Sites Of Jordan



Ajloun is one of Jordan’s provinces. The way to Ajloun is a marvelous trip; you can enjoy the nature of forests and olive groves. The main attraction in Ajloun is the stronghold of Qala’at al-Rabad and Ajloun Forest Reserve. Whether you enjoy nature or historical places; Ajloun is your right choice for a one day trip or camping trip.

Qalaat al-Rabad

After some 20 minutes of driving from Jerash; you catch first sight of the mighty Saracen stronghold of Qalaat-al-Rabad on the apex of the hill above Ajlun Qalaat al-Rabad; a view that it is worth the trouble.

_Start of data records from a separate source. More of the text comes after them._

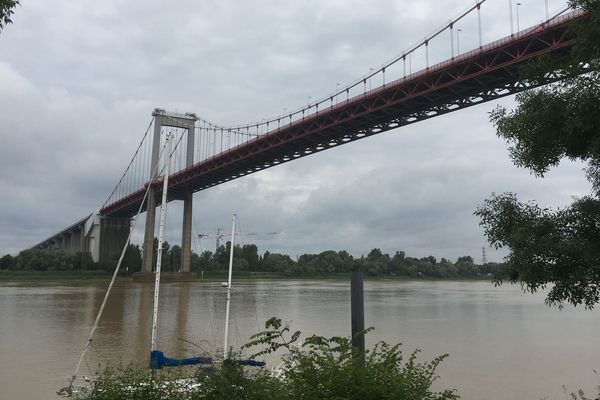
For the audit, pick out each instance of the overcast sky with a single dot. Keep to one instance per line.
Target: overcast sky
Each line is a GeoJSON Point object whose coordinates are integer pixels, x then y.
{"type": "Point", "coordinates": [79, 80]}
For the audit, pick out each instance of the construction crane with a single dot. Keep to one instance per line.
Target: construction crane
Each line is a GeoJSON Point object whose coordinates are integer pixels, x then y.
{"type": "Point", "coordinates": [219, 235]}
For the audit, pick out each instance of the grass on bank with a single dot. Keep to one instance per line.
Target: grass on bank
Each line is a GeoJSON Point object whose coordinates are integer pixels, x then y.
{"type": "Point", "coordinates": [319, 369]}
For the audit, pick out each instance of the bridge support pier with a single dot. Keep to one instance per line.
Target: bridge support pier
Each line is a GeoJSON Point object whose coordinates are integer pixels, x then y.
{"type": "Point", "coordinates": [187, 122]}
{"type": "Point", "coordinates": [113, 236]}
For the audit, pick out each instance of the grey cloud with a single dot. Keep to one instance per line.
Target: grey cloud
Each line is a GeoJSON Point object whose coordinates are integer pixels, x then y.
{"type": "Point", "coordinates": [79, 81]}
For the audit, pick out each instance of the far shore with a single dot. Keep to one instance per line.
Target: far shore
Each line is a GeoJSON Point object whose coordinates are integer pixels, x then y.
{"type": "Point", "coordinates": [8, 276]}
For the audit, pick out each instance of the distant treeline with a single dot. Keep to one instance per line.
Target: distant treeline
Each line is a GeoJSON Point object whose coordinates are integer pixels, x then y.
{"type": "Point", "coordinates": [248, 260]}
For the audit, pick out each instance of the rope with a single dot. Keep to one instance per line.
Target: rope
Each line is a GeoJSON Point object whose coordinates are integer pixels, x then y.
{"type": "Point", "coordinates": [112, 281]}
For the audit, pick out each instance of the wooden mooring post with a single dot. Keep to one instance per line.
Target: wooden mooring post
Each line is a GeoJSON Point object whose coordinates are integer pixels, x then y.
{"type": "Point", "coordinates": [357, 314]}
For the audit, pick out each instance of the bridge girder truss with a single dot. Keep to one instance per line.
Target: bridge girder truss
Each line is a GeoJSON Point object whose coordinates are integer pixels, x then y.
{"type": "Point", "coordinates": [484, 74]}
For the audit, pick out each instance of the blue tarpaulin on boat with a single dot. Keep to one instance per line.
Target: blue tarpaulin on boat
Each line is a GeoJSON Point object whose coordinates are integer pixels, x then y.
{"type": "Point", "coordinates": [248, 363]}
{"type": "Point", "coordinates": [159, 360]}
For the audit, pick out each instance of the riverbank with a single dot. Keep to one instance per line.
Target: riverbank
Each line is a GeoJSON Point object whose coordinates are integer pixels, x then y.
{"type": "Point", "coordinates": [214, 276]}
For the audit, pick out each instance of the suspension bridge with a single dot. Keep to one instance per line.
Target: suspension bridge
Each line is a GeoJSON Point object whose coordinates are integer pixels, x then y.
{"type": "Point", "coordinates": [207, 154]}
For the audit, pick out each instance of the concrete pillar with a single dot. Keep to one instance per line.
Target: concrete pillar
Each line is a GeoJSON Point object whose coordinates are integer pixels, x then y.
{"type": "Point", "coordinates": [161, 118]}
{"type": "Point", "coordinates": [186, 234]}
{"type": "Point", "coordinates": [113, 237]}
{"type": "Point", "coordinates": [151, 208]}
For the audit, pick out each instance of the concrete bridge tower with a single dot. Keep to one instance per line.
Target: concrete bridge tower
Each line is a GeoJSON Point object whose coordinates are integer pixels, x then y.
{"type": "Point", "coordinates": [187, 122]}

It looks like a Crusader fortress, but it was built by Muslims in 1184-85 as a military fort and buffer to protect the region from invading Crusader forces. It was built on the orders of the local governor, Ezz Eddin Osama bin Munqethe, a nephew of the Ayyubid leader Salahuddin Al-Ayyoubi (Saladin), as a direct retort to the new Latin castle of Belvoir (Kawkab El-Hawa) on the opposite side of the valley between the Tiberias and Besan, and as a base to develop and control the iron mines of Ajloun.

From the top of the castle, visitors enjoy panoramic views into the Jordan Valley and throughout the highlands of north Jordan. Excavations have recently identified a church that was built on the castle site in the earlier Byzantine period, while restoration and conservation works have made all areas of the castle accessible and safe for visitors. New restaurants and hotels in the immediate vicinity of the castle make it easier for visitors to spend an entire day, or a weekend, in this enchanting region. Other nearby sites that can be visited include the birthplace of the Prophet Elijah at nearby Listib, the Church of St Elijah at Khirbet Mar Elias, and scores of smaller ancient sites, including water mills, forts, and villages, in the hills and valleys of north Jordan.

Ajloun Forest Reserve

Established in 1987, Ajloun Forest Reserve covers an area of 13 km^2 located in the Ajloun highlands north of Amman. It consists of Mediterranean-like hill country, ranging from 600 - 1100 m above sea level, with a series of small and medium winding valleys. Ajloun forest was first proposed as a protected area in the 1978 survey. Its ecological importance is represented by the Evergreen Oak vegetation type, which is typical of the northern highlands of Jordan. As part of the Mediterranean bio-geographical region of the country, it is dominated by open woodlands that account for a significant part of Jordan’s forested area, which does not exceed 1% of the country’s entire land area.